Mi padre estaba ya enfermo con aquella enfermedad que había de llevarle a la tumba y nuestro médico, el doctor Livesey, le visitaba todos los días. Una vez que estaba reconociendo a mi padre, vinieron a buscar al doctor para que atendiera al capitán que había quedado inconsciente tras una de sus frecuentes borracheras. El doctor Livesey le reconoció y le prestó los auxilios que necesitaba y, una vez el capitán hubo recobrado el conocimiento, el doctor se expresó así:
—Es mi deber advertiros que, de continuar bebiendo como hasta ahora, no viviréis mucho tiempo.
***
Me es imposible recordar exactamente cuánto tiempo había transcurrido desde los hechos referidos, cuando vino a acontecer el primero de una serie de sucesos que habían de liberarnos para siempre de la ya familiar figura del capitán... para traernos unas preocupaciones todavía mayores.
Amaneció una mañana tan fría que la pequeña cala que desde el acantilado se dominaba aparecía blanqueada por la escarcha. Muy temprano, antes quizá que de costumbre, el viejo marino había tomado su catalejo y enfilado sus pasos por su derrotero de siempre. Rezongaba al andar, como si de su cerebro no se hubieran borrado todavía las palabras cruzadas con el doctor.
Estaba yo colocando la mesa donde el capitán, cuando regresara de su paseo, había de desayunar, cuando la puerta del mesón se abrió para dar paso a un individuo. Lo primero que me sorprendió fue que dos de los dedos de su mano izquierda faltaban por completo. En su cinturón se veía un gran cuchillo.
Me acerqué a él para preguntarle qué deseaba.
—Tráeme un vaso de ron —fueron sus palabras.

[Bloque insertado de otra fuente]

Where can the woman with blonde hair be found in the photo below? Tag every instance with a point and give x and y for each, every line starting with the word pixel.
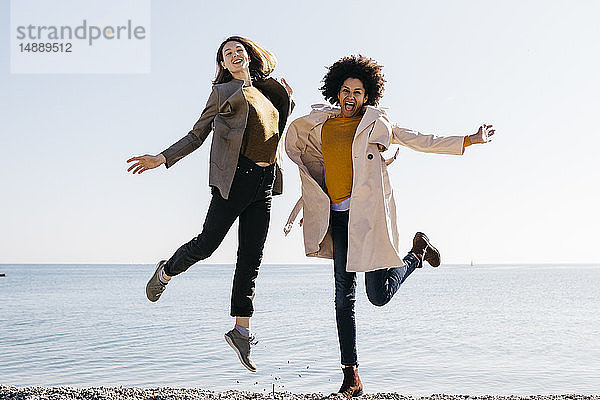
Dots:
pixel 247 112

Yo me alejaba para cumplir lo que se me ordenaba, cuando, de pronto, el hombre me hizo señales para que me acercara.
—Anda, ven aquí —me dijo.
Y cuando estuve más cerca:
—La mesa que estás colocando, ¿es para mi amigo Billy?
Yo, ingenuamente, contesté que no conocía a ningún Billy, y que la mesa era para un marinero a quien llamábamos capitán.
—Oh, es lo mismo —dijo él entonces—. También le puede llamar así. El hombre al que yo me refiero es de modales muy finos, especialmente cuando se halla bien repleto de ron. Y una gran cicatriz surca su mejilla, su mejilla derecha... ¿No es así? ¡Claro! ¡Si ya lo sabía yo!... Dime, muchacho: ¿dónde se halla mi compañero?
—No está en casa. Ha ido a dar un paseo.
—¿Hacia qué parte?
Señalé el acantilado, añadiendo:
—No creo que tarde mucho en venir a desayunar.